Long-Range Ordered Carbon Clusters: A Crystalline Material with Amorphous Building Blocks
Author(s) -
Lin Wang,
Bingbing Liu,
Hui Li,
Wenge Yang,
Yang Ding,
Stanislav Sinogeikin,
Yue Meng,
Zhenxian Liu,
Xiao Cheng Zeng,
Wendy L. Mao
Publication year - 2012
Publication title -
science
Language(s) - English
Resource type - Journals
SCImago Journal Rank - 12.556
H-Index - 1186
eISSN - 1095-9203
pISSN - 0036-8075
DOI - 10.1126/science.1220522
Subject(s) - amorphous solid , raman spectroscopy , materials science , translational symmetry , amorphous carbon , fullerene , carbon fibers , chemical physics , diamond , symmetry (geometry) , diffraction , crystallography , condensed matter physics , optics , chemistry , composite material , physics , organic chemistry , geometry , composite number , mathematics
Solid-state materials can be categorized by their structures into crystalline (having periodic translation symmetry), amorphous (no periodic and orientational symmetry), and quasi-crystalline (having orientational but not periodic translation symmetry) phases. Hybridization of crystalline and amorphous structures at the atomic level has not been experimentally observed.

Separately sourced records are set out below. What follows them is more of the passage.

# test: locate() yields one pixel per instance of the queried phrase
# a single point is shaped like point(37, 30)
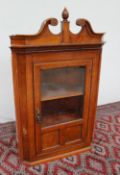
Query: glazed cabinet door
point(61, 96)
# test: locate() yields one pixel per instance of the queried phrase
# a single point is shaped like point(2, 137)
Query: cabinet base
point(36, 162)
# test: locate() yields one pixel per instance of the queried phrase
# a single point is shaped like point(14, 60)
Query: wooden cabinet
point(56, 86)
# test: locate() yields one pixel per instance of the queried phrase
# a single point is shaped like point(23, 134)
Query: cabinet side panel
point(23, 103)
point(94, 94)
point(17, 104)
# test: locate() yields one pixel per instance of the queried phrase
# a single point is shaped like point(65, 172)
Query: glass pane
point(62, 94)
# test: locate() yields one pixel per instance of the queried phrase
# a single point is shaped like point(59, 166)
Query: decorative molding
point(44, 35)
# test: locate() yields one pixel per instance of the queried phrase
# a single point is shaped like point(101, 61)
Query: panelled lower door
point(61, 92)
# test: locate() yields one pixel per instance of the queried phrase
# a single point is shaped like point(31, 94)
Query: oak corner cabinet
point(56, 78)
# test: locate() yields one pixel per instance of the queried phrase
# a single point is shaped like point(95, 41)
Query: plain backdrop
point(26, 16)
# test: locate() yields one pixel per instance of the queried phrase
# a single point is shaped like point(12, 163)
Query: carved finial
point(65, 14)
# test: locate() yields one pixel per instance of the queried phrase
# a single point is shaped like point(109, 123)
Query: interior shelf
point(51, 120)
point(57, 93)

We report the discovery of a long-range ordered material constructed from units of amorphous carbon clusters that was synthesized by compressing solvated fullerenes. Using x-ray diffraction, Raman spectroscopy, and quantum molecular dynamics simulation, we observed that, although carbon-60 cages were crushed and became amorphous, the solvent molecules remained intact, playing a crucial role in maintaining the long-range periodicity. Once formed, the high-pressure phase is quenchable back to ambient conditions and is ultra-incompressible, with the ability to indent diamond.